Distracted US drivers 'a menace'

**The top US transport official has said that people driving while distracted - including by making phone calls and texting - are a “menace to society”.**Speaking at a summit on “distracted driving”, Transportation Secretary Ray LaHood described it as an epidemic.

The Obama administration says nearly 6,000 people were killed and more than 500,000 injured last year in crashes involving drivers who were distracted.

Transport officials are looking at new measures to curb phone use by drivers.

Research suggests texting and making mobile phone calls are a major cause of driver distraction.

Mr LaHood said the use of devices such as BlackBerries and iPods was also a problem, and highlighted the dangers of drivers trying to carry out other tasks while at the wheel.

We need a combination of strong laws, tough enforcement and ongoing public education to make a difference

Ray LaHood
Transportation Secretary

“Greg Zaffke from Chicago lost his mother when a driver who was painting her nails said she never saw the red light at the intersection,” he told the two-day summit in the capital, Washington.

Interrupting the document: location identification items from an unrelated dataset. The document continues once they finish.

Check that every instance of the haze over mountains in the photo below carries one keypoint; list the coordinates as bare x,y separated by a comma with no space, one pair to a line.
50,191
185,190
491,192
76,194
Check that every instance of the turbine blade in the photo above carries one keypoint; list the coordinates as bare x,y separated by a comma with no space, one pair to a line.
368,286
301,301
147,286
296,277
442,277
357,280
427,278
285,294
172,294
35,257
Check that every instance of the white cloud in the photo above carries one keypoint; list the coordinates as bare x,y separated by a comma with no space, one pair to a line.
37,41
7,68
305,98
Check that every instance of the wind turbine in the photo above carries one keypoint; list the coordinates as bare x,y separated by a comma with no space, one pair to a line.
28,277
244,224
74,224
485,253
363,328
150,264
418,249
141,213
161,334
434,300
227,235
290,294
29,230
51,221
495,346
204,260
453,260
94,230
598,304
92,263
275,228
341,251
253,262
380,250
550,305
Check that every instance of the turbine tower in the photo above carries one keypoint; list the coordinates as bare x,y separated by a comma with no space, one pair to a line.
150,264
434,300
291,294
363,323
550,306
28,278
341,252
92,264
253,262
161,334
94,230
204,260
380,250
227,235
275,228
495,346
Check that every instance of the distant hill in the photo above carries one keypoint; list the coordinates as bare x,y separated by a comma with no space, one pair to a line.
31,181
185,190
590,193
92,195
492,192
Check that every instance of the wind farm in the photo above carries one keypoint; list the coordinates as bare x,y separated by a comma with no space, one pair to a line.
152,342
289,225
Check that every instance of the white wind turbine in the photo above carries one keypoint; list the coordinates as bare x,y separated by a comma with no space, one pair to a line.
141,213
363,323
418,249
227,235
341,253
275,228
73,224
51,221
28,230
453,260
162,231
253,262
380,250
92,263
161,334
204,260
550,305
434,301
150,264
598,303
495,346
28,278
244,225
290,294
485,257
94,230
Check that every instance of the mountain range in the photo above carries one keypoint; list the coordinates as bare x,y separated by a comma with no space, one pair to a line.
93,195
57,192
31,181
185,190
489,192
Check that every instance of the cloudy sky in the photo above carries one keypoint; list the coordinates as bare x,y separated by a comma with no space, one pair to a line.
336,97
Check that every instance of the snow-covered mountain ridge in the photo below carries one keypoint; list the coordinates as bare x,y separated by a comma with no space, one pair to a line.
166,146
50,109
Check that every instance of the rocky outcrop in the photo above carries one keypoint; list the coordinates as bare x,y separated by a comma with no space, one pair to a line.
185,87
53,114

Mr LaHood warned that the drivers of public buses, including those carrying schoolchildren, were also driving distracted “every day of the week”.

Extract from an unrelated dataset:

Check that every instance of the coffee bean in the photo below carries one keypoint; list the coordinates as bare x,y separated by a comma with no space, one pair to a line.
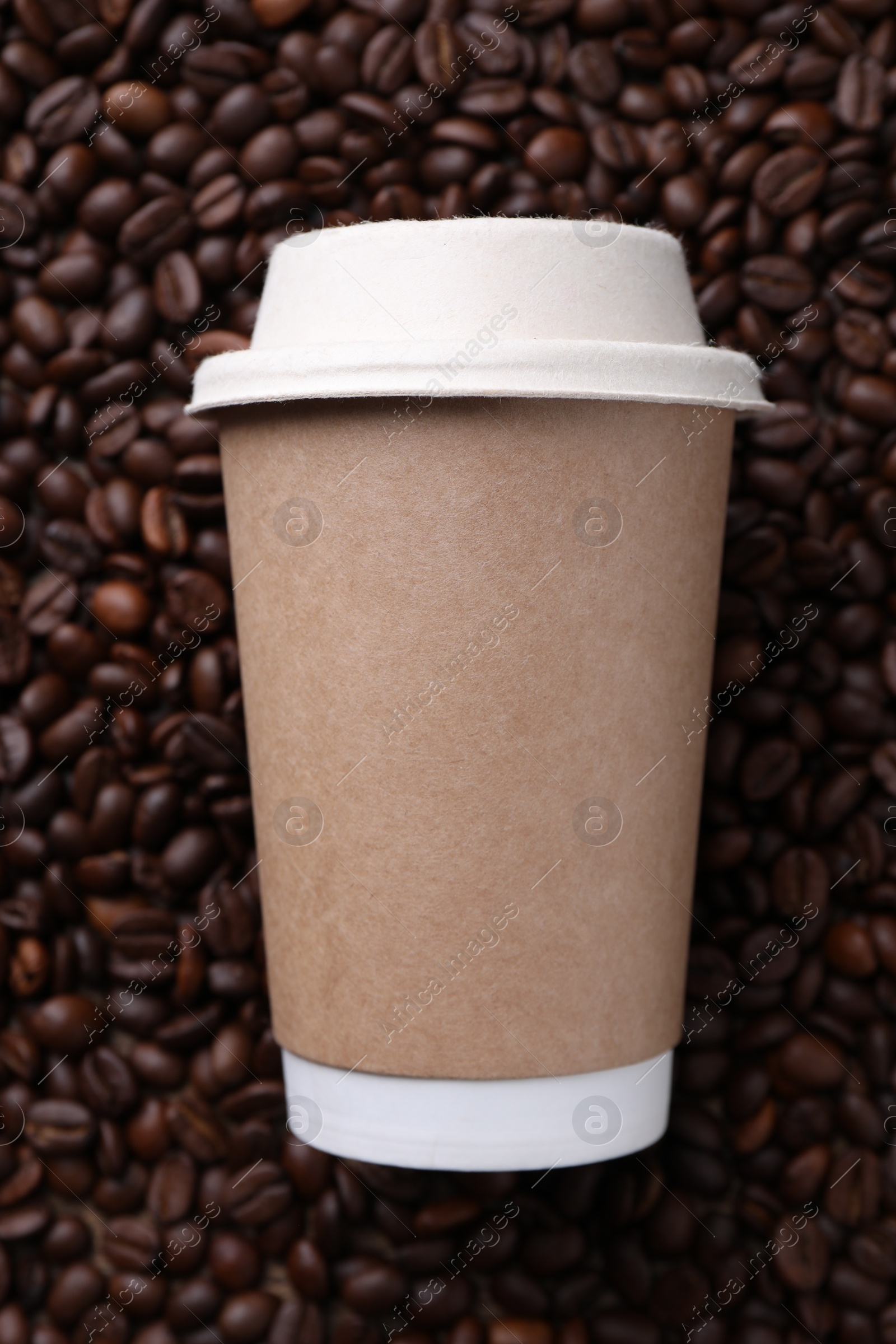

The government needed to learn from previous efforts to encourage seatbelt use and cut drunken driving as it sought to tackle the problem, he added.

“We need a combination of strong laws, tough enforcement and ongoing public education to make a difference,” he said.

Senator Charles Schumer, who will address the summit, and other Democrats introduced legislation in July that, if passed, would require states to ban texting or e-mailing by drivers of a moving vehicle or lose a quarter of their annual federal highway funding.

A number of US states have already barred texting and talking on a mobile phone while driving.

In the UK, using a hand-held phone while driving became illegal in 2003.